MAROC
07/11/2014 08h:32 CET | Actualisé 22/01/2015 09h:36 CET

Daech: Témoignage de la famille de deux Marocains partis combattre en Syrie

Capture d'écran Vice

DAECH - Ils ont quitté leur famille pour aller combattre en Syrie. Le HuffPost Maroc est parti à la rencontre de leurs proches.

Mohammed et Abderrazak, deux frères partis combattre, en juin 2013, en Syrie rêvaient du paradis. Ils ont trouvé l’enfer. L’un, 31 ans, est mort il y a trois mois dans un combat entre fractions rivales. L’autre, 27 ans, attend encore son tour, la mort dans l’âme.

Nés à Bouskoura, une commune rurale au sud de Casablanca, d’un père vendeur à la sauvette et d’une mère au foyer, Abderrazak et Mohamed n’avaient rien du profil de l’intégriste invétéré. Loin s’en faut. Ayant quitté tôt les bancs de l’école, Mohamed, désœuvré, a découvert très vite les paradis artificiels que lui offraient le Qarqoubi, le haschisch et la vinasse.

Taciturne, docile et moins enclin à la drogue, Abderrazzak préférait, lui, accompagner son père à Garage Allal, un petit souk informel où ils étalaient leurs marchandises, de vieux objets sans grand intérêt (vieilles radios, ustensiles de cuisine, porte-clefs…). Les faibles recettes, 50 à 100 dirhams par jour dans les meilleurs des cas, permettaient à peine à la famille de subvenir à ses besoins les plus élémentaires.

Lassé par la misère et la dépendance aux parents, Mohamed apprend la coiffure et loue, après un stage d’un an, un petit local où il exercera pendant deux ans.

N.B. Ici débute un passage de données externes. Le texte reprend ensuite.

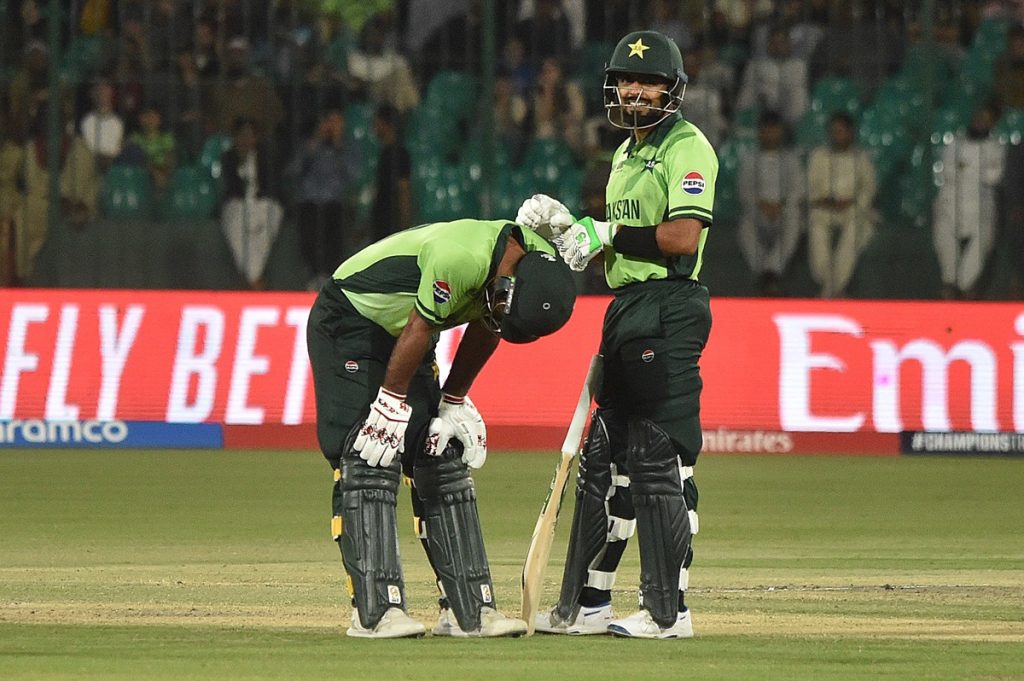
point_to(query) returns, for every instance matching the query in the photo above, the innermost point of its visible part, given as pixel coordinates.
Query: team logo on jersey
(693, 182)
(442, 292)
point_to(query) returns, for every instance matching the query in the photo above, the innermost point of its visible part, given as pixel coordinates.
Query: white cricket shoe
(493, 624)
(640, 625)
(589, 620)
(395, 623)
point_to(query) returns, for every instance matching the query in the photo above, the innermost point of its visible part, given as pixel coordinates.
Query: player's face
(640, 93)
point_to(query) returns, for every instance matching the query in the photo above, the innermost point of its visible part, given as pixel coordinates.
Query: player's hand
(382, 436)
(584, 240)
(458, 417)
(544, 215)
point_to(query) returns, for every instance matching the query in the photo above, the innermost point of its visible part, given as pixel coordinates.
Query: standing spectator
(79, 190)
(246, 94)
(546, 33)
(392, 208)
(776, 81)
(965, 211)
(1010, 71)
(251, 214)
(702, 103)
(771, 190)
(1013, 197)
(557, 107)
(841, 192)
(11, 200)
(156, 147)
(102, 128)
(326, 172)
(381, 73)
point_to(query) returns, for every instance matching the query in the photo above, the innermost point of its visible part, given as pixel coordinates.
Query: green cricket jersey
(669, 175)
(440, 268)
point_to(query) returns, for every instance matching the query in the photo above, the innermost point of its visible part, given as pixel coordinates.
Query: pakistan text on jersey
(625, 209)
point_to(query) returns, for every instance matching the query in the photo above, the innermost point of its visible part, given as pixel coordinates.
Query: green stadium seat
(190, 195)
(833, 93)
(213, 149)
(126, 193)
(1010, 129)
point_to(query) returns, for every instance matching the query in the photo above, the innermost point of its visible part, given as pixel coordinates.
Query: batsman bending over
(636, 467)
(381, 412)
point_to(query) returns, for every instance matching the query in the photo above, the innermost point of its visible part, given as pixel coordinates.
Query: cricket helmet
(648, 55)
(536, 301)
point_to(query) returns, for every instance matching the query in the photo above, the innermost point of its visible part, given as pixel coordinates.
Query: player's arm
(476, 346)
(408, 354)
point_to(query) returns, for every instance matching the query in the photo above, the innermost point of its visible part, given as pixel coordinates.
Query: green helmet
(644, 53)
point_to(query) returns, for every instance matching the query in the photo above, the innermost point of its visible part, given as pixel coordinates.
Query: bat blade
(544, 530)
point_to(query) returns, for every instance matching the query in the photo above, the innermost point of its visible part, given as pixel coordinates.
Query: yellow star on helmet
(637, 48)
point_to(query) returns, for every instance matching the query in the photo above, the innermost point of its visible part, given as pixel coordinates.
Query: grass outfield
(214, 564)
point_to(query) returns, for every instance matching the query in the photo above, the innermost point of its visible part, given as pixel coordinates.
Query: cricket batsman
(382, 413)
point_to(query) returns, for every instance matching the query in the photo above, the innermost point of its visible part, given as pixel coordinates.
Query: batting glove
(544, 215)
(458, 417)
(382, 436)
(584, 240)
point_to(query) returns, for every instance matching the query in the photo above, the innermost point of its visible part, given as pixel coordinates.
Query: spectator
(79, 190)
(326, 172)
(702, 102)
(392, 207)
(251, 213)
(965, 211)
(1010, 71)
(11, 200)
(102, 128)
(155, 146)
(245, 94)
(557, 107)
(841, 192)
(382, 74)
(771, 190)
(776, 81)
(546, 33)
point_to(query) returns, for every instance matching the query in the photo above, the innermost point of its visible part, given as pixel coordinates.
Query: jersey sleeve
(692, 170)
(450, 273)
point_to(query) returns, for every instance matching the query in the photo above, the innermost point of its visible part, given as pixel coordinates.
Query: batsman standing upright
(636, 470)
(381, 412)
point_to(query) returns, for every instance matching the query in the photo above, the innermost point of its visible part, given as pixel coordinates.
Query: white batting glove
(545, 215)
(458, 417)
(382, 436)
(584, 240)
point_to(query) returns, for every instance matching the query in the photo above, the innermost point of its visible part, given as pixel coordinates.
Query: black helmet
(644, 53)
(536, 301)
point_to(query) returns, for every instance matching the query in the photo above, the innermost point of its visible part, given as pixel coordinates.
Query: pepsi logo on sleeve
(442, 292)
(693, 183)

Entre-temps, la métamorphose s’est opérée.

Le virage

"J’ai dû mal à comprendre ce qu’il leur est arrivé", confie son père, Bouchaib, la cinquantaine, au lendemain du décès de son fils Mohamed. C’est que la métamorphose a été brusque. Du jour au lendemain, les deux frères troquent leurs cassettes de musique contre des prêches extrémistes, consacrant le plus clair de leur temps à la prière et à la lecture du coran.

Mohamed abandonnera bientôt son salon de coiffure pour vendre, avec son frère Abderrazak, du lait fermenté. La raison: "Beaucoup de mes clients viennent chez moi pour se couper ou se tailler la barbe. La barbe est une obligation religieuse" expliquait Mohamed à ses parents. La coiffure est décrétée haram.

Quelques années plus tard, pétris d’extrémisme religieux, nourris tant par les prêches que par les histoires de djihad romancé relatés sur des sites djihadistes, les deux jeunes décident de franchir le pas ultime l’un après l’autre.

"Ils ont vendu leurs motos et nous ont dit qu’ils partaient pour l’Arabie Saoudite, où ils se reconvertiraient dans un autre métier" se souvient Bouchaib, ému aux larmes. Leur destination, c’était plutôt la Turquie, puis la Syrie à travers les frontières terrestres entre les deux pays.

"Je n’en reviens toujours pas. Qu’est-ce qu’ils ont à défendre en Syrie ou en Irak? En quoi ça honore l’islam?" s’interroge le père, qui risque de perdre un deuxième fils dans un conflit dont il ignore tout.

"Si c’était pour défendre sa patrie, j’aurais accepté mais, là, c’est des gens qui s’entretuent. Ce n’est pas ça, l’islam."

Le piège

Après la mort de son frère, Abderrazak, qui combat aujourd’hui pour Daech (l’Etat islamique), ne sait plus à quel saint se vouer. D’un côté, il est contraint de poursuivre l’aventure, sous peine de représailles. Et quand bien même il arriverait à s’échapper du filet de Daech pour regagner le Maroc, il tomberait à coup sûr entre les mains de la police. Tiraillé entre l’envie de revenir et le sort qui lui est réservé, dans l’un ou l’autre cas, il a choisi la résignation.

"Il s’est mis tout seul dans le piège", regrette Bouchaib qui ne reverra probablement jamais son fils. Son dernier appel date de la fête d’Al Adha, selon un membre de sa famille: "Ils sont généreux, ils ont égorgé des veaux pour nous", leur a-t-il dit. Au diable la sunna, qui voudrait plutôt que l’on égorge un mouton.